32 other teams registered, and played in “Route 1”. Pool play winners there advanced to the knockout round.
Some teams from Route 1 had to detour to Route 2 for a chance to play on Saturday.
Once the field was whittled to 16 teams, it was a single-elimination format from there.
The United Wiffle site does a much better explanation of this than I just did.
Some people have a lot of consternation with the format. I, personally, don’t have a problem with it. If you win your games, you advance to the knockout round, no matter which route you come out of .
But the United Wiffle player survey that came out earlier today got me thinking, and I submitted a modest proposal for a format that might make people a little happier and reward teams for good performances in the tournament.

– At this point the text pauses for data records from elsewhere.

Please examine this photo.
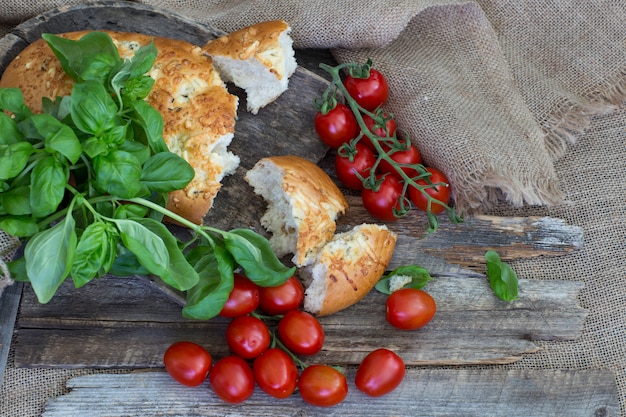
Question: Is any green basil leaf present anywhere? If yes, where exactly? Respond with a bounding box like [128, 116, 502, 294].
[24, 211, 77, 304]
[71, 81, 119, 136]
[93, 150, 142, 198]
[30, 155, 69, 217]
[222, 229, 296, 287]
[485, 251, 518, 301]
[141, 152, 195, 193]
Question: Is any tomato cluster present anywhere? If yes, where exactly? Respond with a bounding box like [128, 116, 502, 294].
[163, 274, 412, 407]
[314, 61, 457, 230]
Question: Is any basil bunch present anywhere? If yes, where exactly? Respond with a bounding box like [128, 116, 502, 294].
[0, 32, 294, 319]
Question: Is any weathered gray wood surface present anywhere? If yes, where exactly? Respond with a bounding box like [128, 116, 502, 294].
[43, 369, 619, 417]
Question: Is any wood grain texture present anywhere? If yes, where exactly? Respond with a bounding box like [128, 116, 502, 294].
[43, 369, 619, 417]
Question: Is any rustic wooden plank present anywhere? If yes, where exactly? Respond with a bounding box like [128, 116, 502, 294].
[43, 369, 619, 417]
[15, 271, 587, 368]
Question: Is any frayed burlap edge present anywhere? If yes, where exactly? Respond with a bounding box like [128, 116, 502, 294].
[542, 68, 626, 161]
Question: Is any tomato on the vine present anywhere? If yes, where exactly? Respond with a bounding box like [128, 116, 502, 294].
[298, 365, 348, 407]
[386, 288, 437, 330]
[252, 348, 298, 398]
[226, 316, 271, 359]
[220, 273, 259, 318]
[259, 276, 304, 315]
[354, 348, 406, 397]
[209, 355, 254, 404]
[343, 68, 389, 111]
[278, 310, 325, 355]
[314, 103, 360, 149]
[361, 175, 402, 221]
[335, 142, 376, 190]
[163, 341, 213, 387]
[409, 167, 450, 214]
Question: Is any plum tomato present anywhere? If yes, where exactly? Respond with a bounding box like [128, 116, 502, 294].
[409, 167, 450, 214]
[252, 348, 298, 398]
[386, 288, 437, 330]
[335, 142, 376, 190]
[209, 355, 254, 404]
[219, 273, 259, 318]
[343, 68, 389, 111]
[226, 316, 271, 359]
[361, 175, 402, 222]
[259, 276, 304, 316]
[298, 365, 348, 407]
[278, 310, 325, 355]
[354, 348, 406, 397]
[314, 103, 360, 149]
[163, 341, 213, 387]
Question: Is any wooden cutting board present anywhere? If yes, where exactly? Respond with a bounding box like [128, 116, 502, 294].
[0, 2, 614, 416]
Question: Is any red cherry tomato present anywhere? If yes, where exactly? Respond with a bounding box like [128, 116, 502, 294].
[209, 355, 254, 404]
[343, 69, 389, 111]
[386, 288, 437, 330]
[226, 316, 271, 359]
[163, 341, 213, 387]
[335, 142, 376, 190]
[220, 274, 259, 317]
[409, 167, 450, 214]
[298, 365, 348, 407]
[252, 348, 298, 398]
[361, 175, 402, 222]
[314, 103, 360, 149]
[278, 310, 325, 355]
[259, 276, 304, 315]
[378, 144, 422, 179]
[354, 349, 406, 397]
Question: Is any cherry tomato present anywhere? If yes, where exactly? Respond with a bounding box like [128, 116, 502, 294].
[252, 348, 298, 398]
[335, 142, 376, 190]
[163, 341, 213, 387]
[209, 355, 254, 404]
[314, 103, 360, 149]
[278, 310, 325, 355]
[409, 167, 450, 214]
[361, 175, 402, 221]
[259, 276, 304, 315]
[343, 69, 389, 111]
[220, 274, 259, 317]
[226, 316, 271, 359]
[354, 348, 406, 397]
[298, 365, 348, 407]
[378, 144, 422, 179]
[386, 288, 437, 330]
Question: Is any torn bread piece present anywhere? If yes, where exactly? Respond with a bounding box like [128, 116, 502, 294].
[244, 155, 348, 267]
[0, 31, 239, 224]
[300, 224, 397, 316]
[202, 20, 297, 114]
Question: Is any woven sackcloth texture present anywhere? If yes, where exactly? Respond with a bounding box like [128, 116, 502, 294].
[0, 0, 626, 417]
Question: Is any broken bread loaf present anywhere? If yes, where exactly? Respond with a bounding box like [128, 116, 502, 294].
[202, 20, 297, 114]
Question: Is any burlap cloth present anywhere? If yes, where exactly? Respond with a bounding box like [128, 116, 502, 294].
[0, 0, 626, 416]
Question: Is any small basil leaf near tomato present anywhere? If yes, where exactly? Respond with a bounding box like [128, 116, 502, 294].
[163, 341, 213, 387]
[226, 316, 271, 359]
[386, 288, 437, 330]
[409, 167, 450, 214]
[219, 273, 259, 318]
[278, 310, 325, 355]
[252, 348, 298, 398]
[259, 276, 304, 316]
[343, 68, 389, 111]
[314, 103, 360, 149]
[298, 365, 348, 407]
[354, 348, 406, 397]
[209, 355, 254, 404]
[335, 142, 376, 190]
[361, 175, 402, 222]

In an effort to reward teams for winning their pools, I recommend the following:
Tournament Field: Expand the available slots to 48
Automatic Qualifiers: Narrow the field of automatic qualifiers to eight: the MAW Champion, NWLA Champion, Hometown Cup Champion, Golden Stick Yard Champion, Wiffle in the Mitten Champion, SE Wiffle Champion, Texas Champion, and either the AWA or PLW Champion. This ensures, at minimum, an automatic qualifier representing the East, Midwest, West, and South. It also eliminates the “legacy” automatic bids for the Final Four Teams from the previous year.
Pool Play: The field of 48 is divided into eight pools of six teams. Each pool would have one of the automatic qualifiers. Teams play five games in pool play, four-innings a piece. Games can end in a tie. Pool play will be scored like soccer pool play; three points for a win, one point for a tie.
Knockout Round: 24-teams advance to the knockout round
Poll Play Winners: Eight pool winners advance to the Round of 16, seeded #1-#8 by points, wins, run differential, other tiebreakers.
Knockout Round Qualifiers: Eight second place pool finishers and the eight best teams remaining play each other in the round of 24. Second place finishers would be seeded #9-#16, with the other qualifying teams seeded #17-#24. Both sets of seeds would be seeded by points, wins, run differential, other tiebreakers.
Knockout Round Play: Single-elimination until two teams remain.
Championship: Championship is a best of three series between the final two teams.
Is this even possible given the parameters of the two-day weekend? I have no idea. Would this proposal make everybody happy? Absolutely not. It would mean every team would have to play between ten and thirteen games in two days in order to win the championship. It would also mean, at minimum, five games for every team in the tournament.
You could also create twelve four-team pools, and allow the pool winners and either the second place team from each pool or the top-12 teams based on tiebreakers to advance to the knockout round.
Like it, don’t like it, it’s just an idea to generate discussion. No matter what format is used for the 2022 United Wiffle National Championship, the same naysayers will still be there trying to win it all.